2025 was the year everybody finally saw the cracks in the foundation. If you were running production workloads, you probably lived through at least one outage you could not explain to your executives without pulling up a diagram and a whiteboard.

OpenAI went down. Snapchat went down. Canva, Venmo, Fortnite, Starbucks, Atlassian, Palo Alto Networks, Cloudflare. Different platforms. Same story. A single failure somewhere deep in the stack rippled across entire ecosystems. Some were DNS problems. Some were network issues. Some were automation that did exactly what it was told to do, but in all the wrong ways. None of these were edge cases. This was core infrastructure collapsing in real time.

And honestly, the surprising part wasn't the outages. It was how surprised everyone was that they happened.

The Architecture Is the Issue, Not the Engineers

Inside engineering teams, nobody believes a hyperscaler is magically immune to downtime. We all know better. But somehow our architectures still behave like they are.

Most companies built their cloud strategy on the assumption that "my provider will stay up because it always has." And for a while, that worked well enough. Until it didn't.

Multi-region helps, but only inside one provider's world. When the provider is the failure point, your entire resilience plan collapses with it. You can have beautiful runbooks, perfectly configured autoscaling, and spotless observability dashboards, but if you live inside a single cloud, you are still vulnerable to everything that cloud is vulnerable to.

This is the part people forget: cloud outages are systematic. Not local.

Multi-Cloud Is Not Two Clouds Stapled Together

There is a misconception that running on two providers is what makes you multi-cloud. It is not.

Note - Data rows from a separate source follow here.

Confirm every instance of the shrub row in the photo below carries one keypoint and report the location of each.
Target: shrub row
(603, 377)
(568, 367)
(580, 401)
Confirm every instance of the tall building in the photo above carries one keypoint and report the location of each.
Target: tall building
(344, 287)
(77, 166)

Being multi-cloud means your applications, data, security controls, identity systems, and networking can move without weeks of refactoring or an all-hands migration war room.
Portability is the hard part. It requires design. Not hope.

Kubernetes moved the industry forward, but only for the workloads sitting inside containers. The pieces around that stack are still painfully tied to the cloud they live in. IAM. Networking. Data gravity. Compliance. Secrets management. Policy engines. These do not magically "just work" across providers. Containers solve the compute layer. Everything else still needs a plan.

In 2026, Resilience Becomes a Design Requirement, Not a Jira Ticket

If last year's outages made anything obvious, it is this: resilience cannot be something you check a box on after launch. It has to be a first-class architectural requirement.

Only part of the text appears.